Я проигнорировал вопрос Смерти. Стук сердца отдавался гулом в ушах. Руки, которые были по локоть в крови, подрагивали.
– Когда поймешь, что фея никогда не станет твоей, всем станет жить легче. Переключи свою жажду на другую, кто согласится стать безвольной куклой для утех. Но она… она рождена не для тебя, Йенс.
– Убирайся.
– Йенс…
– Убирайся!
Взревев, я подался телом вперед, чтобы схватить Смерть за шею и задушить, с наслаждением наблюдать за тем, как огонь жизни медленно угасает в ее глазах. Бессмертная тварь, сломавшая столько судеб. Но ей не удастся уничтожить мою. Когда руки сомкнулись на шее Смерти, она просто испарилась в воздухе, оставив после себя черное воронье перо, которое медленно покружилось в воздухе и осело на матрасе. Ухватив за заостренный конец, я поднес его к лицу и пристально всмотрелся в темную дымку, обволакивающую подарок девушки. В отличие от других перьев, оно было в красных крапинках, напоминающих разбитые кровоточащие сердца. Отшвырнув его в угол, я рухнул обратно на матрас и забылся глубоким сном.
За спиной перо, подаренное Смертью, вытянулось и приняло форму – темная вязкая жидкость с вытянутыми руками и ногами, покачиваясь, направилась в сторону Йенса. Распахнутый в агонии рот не издавал ни звука, вместо глаз – две зияющие дыры, где виднелись проклятые души, бьющиеся по ту сторону Забвения в жалких попытках освободиться. Существо вытянуло изуродованные руки, которые теперь напоминали клешни, и провело вдоль тела орка, едва касаясь.

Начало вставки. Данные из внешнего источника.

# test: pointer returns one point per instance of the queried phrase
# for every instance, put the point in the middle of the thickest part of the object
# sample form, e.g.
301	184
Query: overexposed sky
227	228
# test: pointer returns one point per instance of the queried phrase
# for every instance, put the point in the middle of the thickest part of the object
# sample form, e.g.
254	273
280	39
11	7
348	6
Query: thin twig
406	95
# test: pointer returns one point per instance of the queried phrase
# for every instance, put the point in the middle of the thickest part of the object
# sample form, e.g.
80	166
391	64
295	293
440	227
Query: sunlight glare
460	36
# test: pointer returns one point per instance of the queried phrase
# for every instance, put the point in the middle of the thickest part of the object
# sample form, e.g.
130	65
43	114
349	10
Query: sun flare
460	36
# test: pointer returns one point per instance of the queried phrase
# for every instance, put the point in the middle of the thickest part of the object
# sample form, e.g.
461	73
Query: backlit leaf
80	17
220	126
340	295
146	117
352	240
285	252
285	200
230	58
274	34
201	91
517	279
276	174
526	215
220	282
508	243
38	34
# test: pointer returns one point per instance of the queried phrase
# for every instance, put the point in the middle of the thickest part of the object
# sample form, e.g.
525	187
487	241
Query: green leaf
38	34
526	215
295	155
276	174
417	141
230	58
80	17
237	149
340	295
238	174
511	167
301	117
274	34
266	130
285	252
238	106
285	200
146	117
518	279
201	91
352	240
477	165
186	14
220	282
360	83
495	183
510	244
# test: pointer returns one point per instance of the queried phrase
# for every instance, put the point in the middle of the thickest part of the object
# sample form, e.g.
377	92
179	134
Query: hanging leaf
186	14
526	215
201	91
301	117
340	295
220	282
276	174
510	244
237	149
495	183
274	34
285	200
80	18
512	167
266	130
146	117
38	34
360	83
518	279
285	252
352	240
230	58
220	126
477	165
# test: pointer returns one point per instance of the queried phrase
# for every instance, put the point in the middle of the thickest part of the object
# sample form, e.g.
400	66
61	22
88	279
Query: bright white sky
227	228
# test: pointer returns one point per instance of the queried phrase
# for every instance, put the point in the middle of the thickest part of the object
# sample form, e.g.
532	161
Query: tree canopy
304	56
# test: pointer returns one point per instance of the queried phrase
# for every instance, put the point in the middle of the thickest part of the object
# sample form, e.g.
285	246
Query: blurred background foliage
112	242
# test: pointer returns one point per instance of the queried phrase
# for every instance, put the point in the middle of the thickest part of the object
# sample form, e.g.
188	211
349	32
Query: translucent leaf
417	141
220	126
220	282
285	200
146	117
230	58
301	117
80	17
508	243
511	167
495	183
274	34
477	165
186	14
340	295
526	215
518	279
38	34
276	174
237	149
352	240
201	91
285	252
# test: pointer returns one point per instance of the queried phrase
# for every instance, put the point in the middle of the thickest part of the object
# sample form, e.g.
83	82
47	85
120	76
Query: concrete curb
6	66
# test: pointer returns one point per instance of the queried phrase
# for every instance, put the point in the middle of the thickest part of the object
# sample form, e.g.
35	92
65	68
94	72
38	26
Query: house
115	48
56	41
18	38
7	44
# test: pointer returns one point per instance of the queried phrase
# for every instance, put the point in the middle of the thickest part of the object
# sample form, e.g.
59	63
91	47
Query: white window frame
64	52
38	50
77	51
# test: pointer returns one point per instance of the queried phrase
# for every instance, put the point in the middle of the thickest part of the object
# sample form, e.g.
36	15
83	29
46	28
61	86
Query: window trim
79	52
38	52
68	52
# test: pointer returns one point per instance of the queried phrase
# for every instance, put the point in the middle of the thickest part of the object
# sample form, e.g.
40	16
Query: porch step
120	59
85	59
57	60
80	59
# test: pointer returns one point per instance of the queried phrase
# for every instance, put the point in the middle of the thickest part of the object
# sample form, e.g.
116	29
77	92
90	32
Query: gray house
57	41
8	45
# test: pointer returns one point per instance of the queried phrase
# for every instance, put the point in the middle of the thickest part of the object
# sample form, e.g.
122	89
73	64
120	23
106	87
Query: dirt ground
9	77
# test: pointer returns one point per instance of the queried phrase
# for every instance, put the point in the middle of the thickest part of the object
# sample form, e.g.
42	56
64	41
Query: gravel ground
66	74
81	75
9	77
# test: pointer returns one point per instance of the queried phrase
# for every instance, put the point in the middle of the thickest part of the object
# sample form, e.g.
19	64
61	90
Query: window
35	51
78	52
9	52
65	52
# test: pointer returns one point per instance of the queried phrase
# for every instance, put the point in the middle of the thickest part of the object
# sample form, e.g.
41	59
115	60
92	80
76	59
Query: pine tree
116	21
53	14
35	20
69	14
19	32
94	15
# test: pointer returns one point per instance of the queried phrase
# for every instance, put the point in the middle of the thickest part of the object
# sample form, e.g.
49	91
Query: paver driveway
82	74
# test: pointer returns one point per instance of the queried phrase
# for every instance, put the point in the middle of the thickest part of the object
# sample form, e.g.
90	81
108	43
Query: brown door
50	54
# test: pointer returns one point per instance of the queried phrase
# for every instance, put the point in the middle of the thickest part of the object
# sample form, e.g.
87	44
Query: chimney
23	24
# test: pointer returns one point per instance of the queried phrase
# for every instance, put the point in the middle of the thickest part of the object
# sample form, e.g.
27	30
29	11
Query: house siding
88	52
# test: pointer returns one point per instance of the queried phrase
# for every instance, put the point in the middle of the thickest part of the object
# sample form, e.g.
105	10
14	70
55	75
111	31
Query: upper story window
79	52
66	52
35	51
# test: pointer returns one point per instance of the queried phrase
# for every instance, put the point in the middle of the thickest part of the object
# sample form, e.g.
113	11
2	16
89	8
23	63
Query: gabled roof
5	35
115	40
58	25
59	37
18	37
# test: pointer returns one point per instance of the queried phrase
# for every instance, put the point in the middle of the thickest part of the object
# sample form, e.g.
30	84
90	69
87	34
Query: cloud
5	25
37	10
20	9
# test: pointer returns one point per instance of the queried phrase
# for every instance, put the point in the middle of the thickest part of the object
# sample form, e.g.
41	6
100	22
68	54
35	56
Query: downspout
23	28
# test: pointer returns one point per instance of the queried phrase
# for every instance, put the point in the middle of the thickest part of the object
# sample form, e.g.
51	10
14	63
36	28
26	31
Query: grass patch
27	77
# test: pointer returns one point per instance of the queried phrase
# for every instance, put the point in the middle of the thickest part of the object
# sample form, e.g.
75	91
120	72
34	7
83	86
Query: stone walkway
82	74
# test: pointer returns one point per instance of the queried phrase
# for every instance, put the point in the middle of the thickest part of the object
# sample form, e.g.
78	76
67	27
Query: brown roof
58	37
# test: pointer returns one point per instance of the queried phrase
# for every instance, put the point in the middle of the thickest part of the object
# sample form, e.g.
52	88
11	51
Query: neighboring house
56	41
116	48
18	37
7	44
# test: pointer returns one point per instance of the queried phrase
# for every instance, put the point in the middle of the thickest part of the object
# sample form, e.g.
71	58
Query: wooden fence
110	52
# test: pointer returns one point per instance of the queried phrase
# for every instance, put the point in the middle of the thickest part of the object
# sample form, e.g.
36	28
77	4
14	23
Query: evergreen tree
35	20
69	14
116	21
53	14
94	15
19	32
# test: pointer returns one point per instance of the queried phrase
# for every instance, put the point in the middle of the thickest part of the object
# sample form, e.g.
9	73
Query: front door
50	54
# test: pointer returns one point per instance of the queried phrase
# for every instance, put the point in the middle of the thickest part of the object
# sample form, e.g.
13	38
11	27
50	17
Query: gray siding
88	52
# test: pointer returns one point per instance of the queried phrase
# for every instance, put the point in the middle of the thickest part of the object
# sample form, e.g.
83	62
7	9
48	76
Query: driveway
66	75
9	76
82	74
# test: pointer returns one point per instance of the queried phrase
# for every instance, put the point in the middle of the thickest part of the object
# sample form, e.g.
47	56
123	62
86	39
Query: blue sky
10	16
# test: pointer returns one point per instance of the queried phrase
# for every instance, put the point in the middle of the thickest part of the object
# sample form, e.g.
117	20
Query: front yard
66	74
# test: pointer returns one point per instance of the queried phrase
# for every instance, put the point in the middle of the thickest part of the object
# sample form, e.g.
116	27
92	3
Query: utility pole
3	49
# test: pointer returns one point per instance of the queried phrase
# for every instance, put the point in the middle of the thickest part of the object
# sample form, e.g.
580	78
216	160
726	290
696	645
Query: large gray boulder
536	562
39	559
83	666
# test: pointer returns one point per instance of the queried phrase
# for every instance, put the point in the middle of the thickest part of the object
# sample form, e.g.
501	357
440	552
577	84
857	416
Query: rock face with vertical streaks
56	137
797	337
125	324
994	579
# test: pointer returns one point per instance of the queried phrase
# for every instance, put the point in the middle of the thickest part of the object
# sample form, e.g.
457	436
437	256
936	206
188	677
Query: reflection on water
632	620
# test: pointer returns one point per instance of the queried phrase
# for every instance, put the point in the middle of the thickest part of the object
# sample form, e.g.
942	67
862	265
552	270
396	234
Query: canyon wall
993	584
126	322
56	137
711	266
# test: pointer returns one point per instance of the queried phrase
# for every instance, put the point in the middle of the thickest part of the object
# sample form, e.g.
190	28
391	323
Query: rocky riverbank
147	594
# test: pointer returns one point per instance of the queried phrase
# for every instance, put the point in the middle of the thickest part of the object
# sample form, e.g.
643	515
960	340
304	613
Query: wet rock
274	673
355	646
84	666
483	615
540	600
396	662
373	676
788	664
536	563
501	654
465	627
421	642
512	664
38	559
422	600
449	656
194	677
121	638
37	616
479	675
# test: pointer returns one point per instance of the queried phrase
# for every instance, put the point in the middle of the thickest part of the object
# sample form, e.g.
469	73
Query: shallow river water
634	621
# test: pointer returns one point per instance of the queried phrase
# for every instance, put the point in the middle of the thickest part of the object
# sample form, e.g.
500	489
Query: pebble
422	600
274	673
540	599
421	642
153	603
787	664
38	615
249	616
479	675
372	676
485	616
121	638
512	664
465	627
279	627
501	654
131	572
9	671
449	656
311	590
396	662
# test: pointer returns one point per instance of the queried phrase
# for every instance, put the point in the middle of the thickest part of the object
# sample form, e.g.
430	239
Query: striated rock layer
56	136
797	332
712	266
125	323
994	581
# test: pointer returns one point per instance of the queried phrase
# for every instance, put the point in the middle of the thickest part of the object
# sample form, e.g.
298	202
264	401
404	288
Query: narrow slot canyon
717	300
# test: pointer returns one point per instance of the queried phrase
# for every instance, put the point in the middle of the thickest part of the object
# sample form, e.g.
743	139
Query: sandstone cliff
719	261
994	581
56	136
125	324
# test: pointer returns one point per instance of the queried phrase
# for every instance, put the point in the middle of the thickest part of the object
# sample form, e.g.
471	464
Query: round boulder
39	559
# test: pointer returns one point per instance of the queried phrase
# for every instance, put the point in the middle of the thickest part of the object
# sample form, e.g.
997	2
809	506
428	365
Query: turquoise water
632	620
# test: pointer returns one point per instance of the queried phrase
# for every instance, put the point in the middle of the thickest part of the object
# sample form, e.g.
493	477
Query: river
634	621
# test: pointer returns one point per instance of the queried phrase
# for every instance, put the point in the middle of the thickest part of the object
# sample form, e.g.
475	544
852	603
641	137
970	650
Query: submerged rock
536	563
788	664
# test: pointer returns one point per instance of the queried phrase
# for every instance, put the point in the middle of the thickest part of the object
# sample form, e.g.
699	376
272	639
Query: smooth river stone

Ни прикосновение, ни шорох, разрастающийся в хижине, не смогли разбудить мужчину. В воздухе закружились еще три пера, принимая форму твари, которая нависла над Йенсом.
На лице одной – грусть и печаль, низко опущенные уголки губ и прижатые смоляные культи к груди, где вместо сердца был завядший цветок, бутон которого осыпался на пол. Вторая стояла и проводила руками по животу, опускаясь ниже и издавая приглушенные стоны, напоминающие крики израненного животного сквозь толщу воды. Глаза твари были прикрыты, рот распахнут в блаженном экстазе, оттуда вылезали пауки, заполняя собой пол. Третья сидела на полу и пожирала насекомых, издавая чавкающие звуки и облизывая пальцы.
Четыре порока, которые были присущи Йенсу. Пройдена была черта, за которой лишь один выход – Смерть.